昔からの進学校を出た生徒は勉強のしかたを身につけているので、大学の授業を非常に簡単にこなすことができ、勉強しなくなります。
日本の大学は、4年間の教育を保証して卒業させるシステムになっていません。厳しい試験を受けて「入学した」ことを保証しているだけで、いわば中学高校の教育の品質保証をしているようなものです。18歳時の保証がそのまま、大学卒業時にまかり通る。国内なら「東京大学卒」に対する共通認識があり、その中身は問われないかもしれません。
米国は逆で、大学の入り口は玉石混交で、可能性があれば受け入れるという方針ですが、出口できっちり品質管理をする。勉強しない人は卒業できない。一定の成績をとった人だけが卒業できます。

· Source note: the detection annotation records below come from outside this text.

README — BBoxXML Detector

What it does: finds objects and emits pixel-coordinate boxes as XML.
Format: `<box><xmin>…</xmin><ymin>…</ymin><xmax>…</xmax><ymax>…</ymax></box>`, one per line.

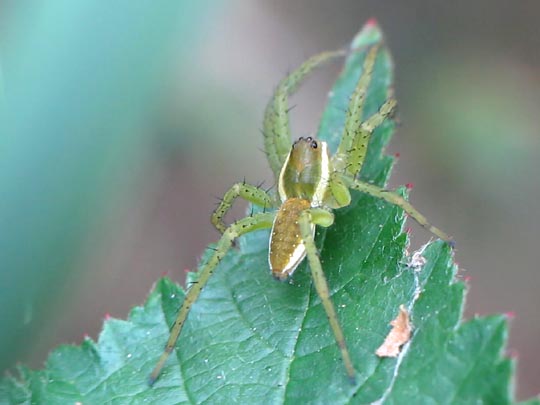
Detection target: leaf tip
<box><xmin>351</xmin><ymin>18</ymin><xmax>383</xmax><ymax>49</ymax></box>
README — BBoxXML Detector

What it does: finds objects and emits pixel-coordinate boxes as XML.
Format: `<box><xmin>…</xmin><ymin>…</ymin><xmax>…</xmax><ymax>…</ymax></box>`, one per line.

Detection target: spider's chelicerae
<box><xmin>150</xmin><ymin>45</ymin><xmax>452</xmax><ymax>384</ymax></box>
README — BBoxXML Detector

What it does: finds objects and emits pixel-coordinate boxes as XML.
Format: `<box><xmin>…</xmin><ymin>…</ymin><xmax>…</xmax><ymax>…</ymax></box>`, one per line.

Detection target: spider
<box><xmin>149</xmin><ymin>45</ymin><xmax>453</xmax><ymax>385</ymax></box>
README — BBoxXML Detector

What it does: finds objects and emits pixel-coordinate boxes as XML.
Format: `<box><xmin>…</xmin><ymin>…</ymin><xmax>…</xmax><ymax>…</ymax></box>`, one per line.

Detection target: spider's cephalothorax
<box><xmin>150</xmin><ymin>45</ymin><xmax>451</xmax><ymax>384</ymax></box>
<box><xmin>268</xmin><ymin>137</ymin><xmax>330</xmax><ymax>280</ymax></box>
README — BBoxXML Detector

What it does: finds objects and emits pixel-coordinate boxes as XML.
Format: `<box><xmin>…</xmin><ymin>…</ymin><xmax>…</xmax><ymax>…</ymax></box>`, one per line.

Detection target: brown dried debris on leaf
<box><xmin>375</xmin><ymin>305</ymin><xmax>412</xmax><ymax>357</ymax></box>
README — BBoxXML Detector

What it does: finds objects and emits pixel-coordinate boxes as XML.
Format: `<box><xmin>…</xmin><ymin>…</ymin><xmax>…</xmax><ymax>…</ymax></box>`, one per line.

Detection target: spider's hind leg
<box><xmin>349</xmin><ymin>180</ymin><xmax>455</xmax><ymax>243</ymax></box>
<box><xmin>211</xmin><ymin>182</ymin><xmax>276</xmax><ymax>233</ymax></box>
<box><xmin>149</xmin><ymin>212</ymin><xmax>274</xmax><ymax>385</ymax></box>
<box><xmin>299</xmin><ymin>208</ymin><xmax>355</xmax><ymax>383</ymax></box>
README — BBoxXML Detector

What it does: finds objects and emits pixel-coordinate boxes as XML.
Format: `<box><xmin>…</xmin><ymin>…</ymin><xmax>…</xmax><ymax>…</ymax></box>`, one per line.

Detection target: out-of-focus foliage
<box><xmin>0</xmin><ymin>0</ymin><xmax>216</xmax><ymax>369</ymax></box>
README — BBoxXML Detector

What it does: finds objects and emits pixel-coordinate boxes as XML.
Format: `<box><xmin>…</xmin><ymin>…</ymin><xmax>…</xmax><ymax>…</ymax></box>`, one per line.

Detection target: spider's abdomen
<box><xmin>268</xmin><ymin>198</ymin><xmax>315</xmax><ymax>280</ymax></box>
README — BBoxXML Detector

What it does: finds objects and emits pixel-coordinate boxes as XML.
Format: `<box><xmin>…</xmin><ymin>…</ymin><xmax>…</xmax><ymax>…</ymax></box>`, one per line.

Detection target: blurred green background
<box><xmin>0</xmin><ymin>0</ymin><xmax>540</xmax><ymax>398</ymax></box>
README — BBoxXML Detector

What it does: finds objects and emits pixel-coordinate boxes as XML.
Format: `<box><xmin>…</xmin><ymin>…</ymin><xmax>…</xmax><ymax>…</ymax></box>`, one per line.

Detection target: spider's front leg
<box><xmin>211</xmin><ymin>182</ymin><xmax>276</xmax><ymax>233</ymax></box>
<box><xmin>263</xmin><ymin>50</ymin><xmax>346</xmax><ymax>179</ymax></box>
<box><xmin>149</xmin><ymin>212</ymin><xmax>274</xmax><ymax>385</ymax></box>
<box><xmin>299</xmin><ymin>208</ymin><xmax>355</xmax><ymax>384</ymax></box>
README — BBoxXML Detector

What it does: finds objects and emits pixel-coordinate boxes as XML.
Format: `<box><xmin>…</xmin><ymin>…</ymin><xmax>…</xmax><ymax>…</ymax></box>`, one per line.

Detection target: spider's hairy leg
<box><xmin>349</xmin><ymin>180</ymin><xmax>455</xmax><ymax>247</ymax></box>
<box><xmin>299</xmin><ymin>208</ymin><xmax>355</xmax><ymax>383</ymax></box>
<box><xmin>148</xmin><ymin>212</ymin><xmax>274</xmax><ymax>385</ymax></box>
<box><xmin>211</xmin><ymin>182</ymin><xmax>276</xmax><ymax>233</ymax></box>
<box><xmin>332</xmin><ymin>45</ymin><xmax>379</xmax><ymax>171</ymax></box>
<box><xmin>263</xmin><ymin>50</ymin><xmax>346</xmax><ymax>179</ymax></box>
<box><xmin>345</xmin><ymin>98</ymin><xmax>396</xmax><ymax>178</ymax></box>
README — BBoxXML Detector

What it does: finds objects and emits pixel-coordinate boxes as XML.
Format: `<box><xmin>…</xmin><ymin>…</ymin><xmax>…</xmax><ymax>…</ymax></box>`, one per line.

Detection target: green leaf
<box><xmin>0</xmin><ymin>24</ymin><xmax>524</xmax><ymax>404</ymax></box>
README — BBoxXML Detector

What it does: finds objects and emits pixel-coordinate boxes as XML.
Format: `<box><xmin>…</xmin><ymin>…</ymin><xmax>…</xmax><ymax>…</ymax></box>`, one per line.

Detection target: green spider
<box><xmin>150</xmin><ymin>45</ymin><xmax>453</xmax><ymax>384</ymax></box>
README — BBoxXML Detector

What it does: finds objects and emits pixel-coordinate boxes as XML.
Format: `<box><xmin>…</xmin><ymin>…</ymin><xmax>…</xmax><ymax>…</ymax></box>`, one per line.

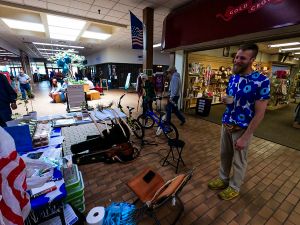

野球のメジャーリーグの優勝決定戦をワールドシリーズというように、米国のトップは世界一でなければならないという意識が強い。教育も同じ。ヨーロッパ、アフリカ、アジアのどこでも、社会的、文化的背景が違う場所で立派に通用する知識を身につけさせる。ハーバードの名前を知らない人に対して、何ができるのか、で勝負する。
学生も高い授業料を払って投資した分、リターンを求め、懸命に勉強して学問を身につける。
ハーバードでは学生の授業評価を一覧表にして、翌年の学生に配ります。学生はそれを見て授業を選択する。学生が5人集まらないと開講できないので、学生の評価が低い教授は授業ができない。授業がないと、その分、教授の給料が低くなります。教授も真剣です。学生は、非常にまじめにきちんと評価することで、大学の講義の質が維持されるようにします。これも、自分が選んで投資した大学の質を守るためです。
企業が大学に求めるものを変えれば、大学も変わります。これまで日本の社会は大学にあまり教育を求めず、自由に過ごせばいいと考えてきましたが、変わる時期にきているのでは。